Question: Im about to send a bill to Medicare for a service Im pretty sure will be denied. Should I use modifier -GA or -GY?
Pennsylvania Subscriber
Answer: Many providers arent clear on the difference between modifiers -GA and -GY, says Jennifer Darling, insurance and collection specialist with the Center for Oncology Research & Treatment in Dallas. Many services are statutorily excluded from Medicare payment, and you dont need a signed advance beneficiary notice (ABN) to bill the patient for these non-covered services, such as a preventative well-woman exam (99387).
Since Medicare wont pay for such services, you dont have to submit a bill to the program for them. However, sometimes a patient will insist that you do so, Darling points out. In such a case, you should use the -GY modifier, which notifies Medicare that youre aware that the service isnt covered, but youre billing simply to obtain a denial. For more information on -GY, go to http://cms.hhs.gov/medlearn/modchtgy.pdf.
By contrast, youd use the -GA modifier when Medicare imposes time or coverage limits on a service and you are unsure that Medicare will cover it. In this case, the patient must sign an advance beneficiary notice.
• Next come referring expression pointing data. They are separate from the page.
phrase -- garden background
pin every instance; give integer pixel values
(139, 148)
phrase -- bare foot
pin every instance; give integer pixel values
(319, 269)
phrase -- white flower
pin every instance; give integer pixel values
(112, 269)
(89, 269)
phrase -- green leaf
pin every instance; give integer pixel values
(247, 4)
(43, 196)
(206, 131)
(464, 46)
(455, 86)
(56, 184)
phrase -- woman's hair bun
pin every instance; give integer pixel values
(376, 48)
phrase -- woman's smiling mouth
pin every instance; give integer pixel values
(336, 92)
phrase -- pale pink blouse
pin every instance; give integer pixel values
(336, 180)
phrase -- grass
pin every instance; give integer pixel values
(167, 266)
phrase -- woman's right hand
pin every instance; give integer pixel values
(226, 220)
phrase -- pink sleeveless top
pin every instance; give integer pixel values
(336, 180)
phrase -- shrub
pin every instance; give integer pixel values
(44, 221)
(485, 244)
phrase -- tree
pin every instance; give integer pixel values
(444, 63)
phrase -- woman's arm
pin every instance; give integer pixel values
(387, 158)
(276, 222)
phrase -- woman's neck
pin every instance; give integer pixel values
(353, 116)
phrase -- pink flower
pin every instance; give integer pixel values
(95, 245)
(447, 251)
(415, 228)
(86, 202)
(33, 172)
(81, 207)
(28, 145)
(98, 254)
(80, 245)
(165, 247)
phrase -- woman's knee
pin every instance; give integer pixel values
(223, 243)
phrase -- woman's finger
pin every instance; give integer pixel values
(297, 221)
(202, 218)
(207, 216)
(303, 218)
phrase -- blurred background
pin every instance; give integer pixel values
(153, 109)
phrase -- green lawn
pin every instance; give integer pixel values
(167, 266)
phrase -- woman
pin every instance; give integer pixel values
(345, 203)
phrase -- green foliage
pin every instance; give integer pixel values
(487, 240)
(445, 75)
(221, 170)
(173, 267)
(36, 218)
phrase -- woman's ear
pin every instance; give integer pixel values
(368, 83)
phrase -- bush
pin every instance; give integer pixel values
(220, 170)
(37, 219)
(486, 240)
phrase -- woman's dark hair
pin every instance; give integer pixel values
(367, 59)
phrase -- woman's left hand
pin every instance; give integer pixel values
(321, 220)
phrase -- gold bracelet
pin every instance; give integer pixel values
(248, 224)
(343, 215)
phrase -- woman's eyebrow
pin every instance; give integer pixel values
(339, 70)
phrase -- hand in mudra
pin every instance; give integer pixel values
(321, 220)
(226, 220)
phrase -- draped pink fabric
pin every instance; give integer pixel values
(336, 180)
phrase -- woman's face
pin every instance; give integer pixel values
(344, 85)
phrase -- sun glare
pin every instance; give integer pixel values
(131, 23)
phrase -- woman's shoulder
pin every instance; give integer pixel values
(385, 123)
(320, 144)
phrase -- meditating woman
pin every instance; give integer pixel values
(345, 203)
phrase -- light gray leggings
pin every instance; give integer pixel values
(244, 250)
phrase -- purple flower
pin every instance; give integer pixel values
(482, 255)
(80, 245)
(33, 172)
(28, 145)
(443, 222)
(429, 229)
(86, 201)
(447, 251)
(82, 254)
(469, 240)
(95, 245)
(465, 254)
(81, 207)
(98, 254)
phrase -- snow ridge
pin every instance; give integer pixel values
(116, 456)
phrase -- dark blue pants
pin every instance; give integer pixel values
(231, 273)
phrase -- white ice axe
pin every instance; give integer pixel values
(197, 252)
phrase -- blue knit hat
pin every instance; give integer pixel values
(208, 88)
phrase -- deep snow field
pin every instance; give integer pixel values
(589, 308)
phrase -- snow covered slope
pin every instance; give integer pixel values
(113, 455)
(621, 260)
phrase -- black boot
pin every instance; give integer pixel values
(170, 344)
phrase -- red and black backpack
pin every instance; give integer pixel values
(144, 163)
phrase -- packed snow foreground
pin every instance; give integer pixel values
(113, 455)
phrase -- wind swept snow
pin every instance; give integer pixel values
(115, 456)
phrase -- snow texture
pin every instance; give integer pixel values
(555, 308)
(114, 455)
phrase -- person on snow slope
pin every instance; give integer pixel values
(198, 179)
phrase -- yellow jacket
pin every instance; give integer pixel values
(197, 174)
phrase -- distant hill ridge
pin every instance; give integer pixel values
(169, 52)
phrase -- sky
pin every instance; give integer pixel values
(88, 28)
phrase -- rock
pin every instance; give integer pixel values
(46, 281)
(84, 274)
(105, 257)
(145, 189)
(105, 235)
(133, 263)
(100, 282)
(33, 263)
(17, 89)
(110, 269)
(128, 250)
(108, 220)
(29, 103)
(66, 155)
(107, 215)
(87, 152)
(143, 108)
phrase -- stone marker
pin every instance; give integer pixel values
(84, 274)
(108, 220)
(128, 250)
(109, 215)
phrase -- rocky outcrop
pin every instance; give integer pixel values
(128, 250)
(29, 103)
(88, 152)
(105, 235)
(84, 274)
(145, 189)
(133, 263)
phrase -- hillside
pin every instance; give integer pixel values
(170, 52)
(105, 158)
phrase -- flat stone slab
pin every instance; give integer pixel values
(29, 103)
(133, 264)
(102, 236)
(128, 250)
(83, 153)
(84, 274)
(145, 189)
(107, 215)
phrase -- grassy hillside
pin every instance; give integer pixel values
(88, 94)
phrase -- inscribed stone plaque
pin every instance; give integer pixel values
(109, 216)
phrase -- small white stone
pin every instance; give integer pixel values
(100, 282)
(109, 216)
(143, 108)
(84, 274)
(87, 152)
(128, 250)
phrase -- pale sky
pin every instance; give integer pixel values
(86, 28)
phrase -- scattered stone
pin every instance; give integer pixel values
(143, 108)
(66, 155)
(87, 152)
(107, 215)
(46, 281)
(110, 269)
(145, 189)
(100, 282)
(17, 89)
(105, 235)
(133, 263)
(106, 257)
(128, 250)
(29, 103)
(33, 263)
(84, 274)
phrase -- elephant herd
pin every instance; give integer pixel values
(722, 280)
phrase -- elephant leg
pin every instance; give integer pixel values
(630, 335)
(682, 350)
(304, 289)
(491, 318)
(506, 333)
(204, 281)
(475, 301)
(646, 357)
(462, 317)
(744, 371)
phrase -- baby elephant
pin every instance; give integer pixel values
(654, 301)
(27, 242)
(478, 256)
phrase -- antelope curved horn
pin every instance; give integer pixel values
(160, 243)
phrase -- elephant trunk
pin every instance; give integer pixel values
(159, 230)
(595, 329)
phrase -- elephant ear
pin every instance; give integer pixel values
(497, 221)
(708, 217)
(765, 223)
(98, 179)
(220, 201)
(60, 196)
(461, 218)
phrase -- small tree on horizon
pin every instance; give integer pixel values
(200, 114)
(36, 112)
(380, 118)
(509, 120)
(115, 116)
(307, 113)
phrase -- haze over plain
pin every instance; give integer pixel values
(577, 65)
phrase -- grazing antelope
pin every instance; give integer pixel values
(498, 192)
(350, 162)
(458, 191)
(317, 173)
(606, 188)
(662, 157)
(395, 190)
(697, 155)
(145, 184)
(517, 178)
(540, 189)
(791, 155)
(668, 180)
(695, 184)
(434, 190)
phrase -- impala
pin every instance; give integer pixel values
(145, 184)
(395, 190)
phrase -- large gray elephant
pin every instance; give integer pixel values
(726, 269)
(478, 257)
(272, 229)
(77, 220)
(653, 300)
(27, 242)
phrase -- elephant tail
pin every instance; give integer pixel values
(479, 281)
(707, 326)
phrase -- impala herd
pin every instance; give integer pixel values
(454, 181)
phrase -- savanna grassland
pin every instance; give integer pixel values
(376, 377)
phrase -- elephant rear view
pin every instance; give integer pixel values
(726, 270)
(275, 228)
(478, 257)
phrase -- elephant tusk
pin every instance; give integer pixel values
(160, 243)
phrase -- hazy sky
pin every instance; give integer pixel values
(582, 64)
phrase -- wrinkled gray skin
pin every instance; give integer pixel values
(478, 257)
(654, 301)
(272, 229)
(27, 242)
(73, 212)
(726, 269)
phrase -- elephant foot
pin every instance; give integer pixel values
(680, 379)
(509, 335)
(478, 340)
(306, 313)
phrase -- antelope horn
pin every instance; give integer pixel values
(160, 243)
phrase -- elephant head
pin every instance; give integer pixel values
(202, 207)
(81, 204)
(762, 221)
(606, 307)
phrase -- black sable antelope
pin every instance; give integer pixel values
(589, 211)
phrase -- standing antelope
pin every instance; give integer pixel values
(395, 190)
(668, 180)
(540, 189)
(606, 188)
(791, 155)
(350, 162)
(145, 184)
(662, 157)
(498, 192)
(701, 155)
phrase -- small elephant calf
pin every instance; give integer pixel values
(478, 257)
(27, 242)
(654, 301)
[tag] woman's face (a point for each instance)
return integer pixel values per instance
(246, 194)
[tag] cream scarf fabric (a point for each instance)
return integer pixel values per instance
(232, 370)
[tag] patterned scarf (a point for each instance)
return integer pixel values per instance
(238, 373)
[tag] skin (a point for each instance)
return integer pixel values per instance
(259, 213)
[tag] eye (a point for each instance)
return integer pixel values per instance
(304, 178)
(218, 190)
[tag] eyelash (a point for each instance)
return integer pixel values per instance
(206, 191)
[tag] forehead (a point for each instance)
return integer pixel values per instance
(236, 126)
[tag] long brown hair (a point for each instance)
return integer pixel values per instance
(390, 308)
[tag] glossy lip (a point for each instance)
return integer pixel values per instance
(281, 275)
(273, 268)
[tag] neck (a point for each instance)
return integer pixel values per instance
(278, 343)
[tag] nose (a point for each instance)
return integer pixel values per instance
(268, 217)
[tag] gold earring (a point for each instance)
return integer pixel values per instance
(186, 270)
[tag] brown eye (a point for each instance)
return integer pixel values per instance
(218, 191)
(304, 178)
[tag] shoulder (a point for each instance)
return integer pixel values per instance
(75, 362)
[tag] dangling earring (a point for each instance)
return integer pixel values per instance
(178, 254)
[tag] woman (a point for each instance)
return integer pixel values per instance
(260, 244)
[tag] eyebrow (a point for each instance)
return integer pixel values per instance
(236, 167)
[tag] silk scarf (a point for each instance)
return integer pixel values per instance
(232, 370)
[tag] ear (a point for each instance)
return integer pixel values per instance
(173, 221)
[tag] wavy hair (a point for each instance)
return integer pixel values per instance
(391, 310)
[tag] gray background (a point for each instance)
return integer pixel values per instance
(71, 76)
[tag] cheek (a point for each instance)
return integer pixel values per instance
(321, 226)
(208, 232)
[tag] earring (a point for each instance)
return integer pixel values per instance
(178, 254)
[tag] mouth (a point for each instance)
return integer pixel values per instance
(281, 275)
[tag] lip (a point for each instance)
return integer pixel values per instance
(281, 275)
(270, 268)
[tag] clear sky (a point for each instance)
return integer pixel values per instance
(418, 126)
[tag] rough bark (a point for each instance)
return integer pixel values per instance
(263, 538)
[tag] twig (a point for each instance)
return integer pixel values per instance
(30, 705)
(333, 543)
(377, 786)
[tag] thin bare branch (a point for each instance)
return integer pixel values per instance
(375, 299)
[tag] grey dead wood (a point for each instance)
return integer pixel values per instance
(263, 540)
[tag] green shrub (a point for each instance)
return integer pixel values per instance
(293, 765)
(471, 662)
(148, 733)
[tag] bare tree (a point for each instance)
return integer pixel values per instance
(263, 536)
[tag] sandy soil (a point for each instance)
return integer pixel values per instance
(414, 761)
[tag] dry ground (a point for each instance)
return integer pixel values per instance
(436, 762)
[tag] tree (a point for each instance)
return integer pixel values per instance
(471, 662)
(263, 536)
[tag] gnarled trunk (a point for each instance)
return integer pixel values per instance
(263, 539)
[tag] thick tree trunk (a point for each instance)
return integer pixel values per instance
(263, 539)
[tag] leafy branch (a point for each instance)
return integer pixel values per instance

For example, drug codes such as the chemotherapy codes have time constraints, and so do pathology and radiology services. In the case of bone density scans, you can bill them once every two years in the absence of other medical necessity indicators. For more information on -GA, go to http://cms.hhs.gov/medlearn/modchtga.pdf.
The -GZ modifier is a close cousin to -GY and -GA, and should be used on codes that usually are covered, but indicates that the way the service was provided makes it not medically necessary, Darling adds. The main purpose of the -GZ modifier is to safeguard your practice from being looked at as possibly committing some type of fraud and expecting payment for services you know are not medically necessary, she says. For more information on -GZ, go to http://cms.hhs.gov/medlearn/modchtgz.pdf.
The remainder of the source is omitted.